Brain deposition of beta-amyloid peptide (Abeta1-42)-containing senile plaques is a consistent finding in Alzheimer's disease ( AD). However, the link between Abeta1-42 and neuronal degeneration remains unclear. It has been reported that Abeta peptides bind with selectivity to alpha7 nicotinic acetylcholine receptors (alpha7nAChRs) and that the two proteins are associated in human AD brain tissue. A potential functional interaction between alpha7nAChRs and Abeta1-42 also has been suggested through the ability of nicotine to inhibit Abeta1-42-induced cytotoxicity. Differentiated PC-12 cells share several features in common with cholinergic basal forebrain neurons. The cells express alpha7nAChRs, they require growth factor stimulation for their maintenance and survival, and nicotine protects against cytotoxicity subsequent to growth factor withdrawal. Using these cells as a model system, we designed experiments to more directly determine whether Abeta peptides (Abeta1-42 and Abeta1-40) interfere with a potential nicotinic cytoprotective action and with the ability of nicotine to increase intracellular Ca2+. Differentiated PC-12 cells were preloaded with fura 2/acetoxymethyl ester and intracellular free Ca2+ levels were determined by fluorescent imaging. Nicotine-induced Ca2+ signals were inhibited by pretreatment with the alpha7nAChR-selective antagonists alpha-bungarotoxin and methyllycaconitine, and they were completely absent in cells maintained in Ca2+-free medium. The nicotine response also was blocked by pretreatment with 100 nM Abeta1-42. Nicotine (1 - 1000 muM) produced a concentration-dependent increase in cell viability in differentiated PC-12 cells that underwent nerve growth factor withdrawal for 24 h. Cell viability was maintained near 100% by 100 muM nicotine.

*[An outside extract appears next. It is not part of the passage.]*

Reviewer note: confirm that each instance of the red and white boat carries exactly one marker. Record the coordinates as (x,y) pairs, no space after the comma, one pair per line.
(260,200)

The cytoprotective action of nicotine was efficiently antagonized by cotreatment with alpha7nAChR antagonists. A concentration-dependent inhibition of the cytoprotective action of nicotine also was produced by cotreatment with Abeta1-42 ( 1 - 100 nM), but not with Abeta40-1. It is possible, therefore, that in AD, as growth factor support to basal forebrain cholinergic neurons declines, the interaction of Abeta peptides with alpha7nAChRs may enhance toxicity by interfering with an important nicotinic signal for neuronal viability.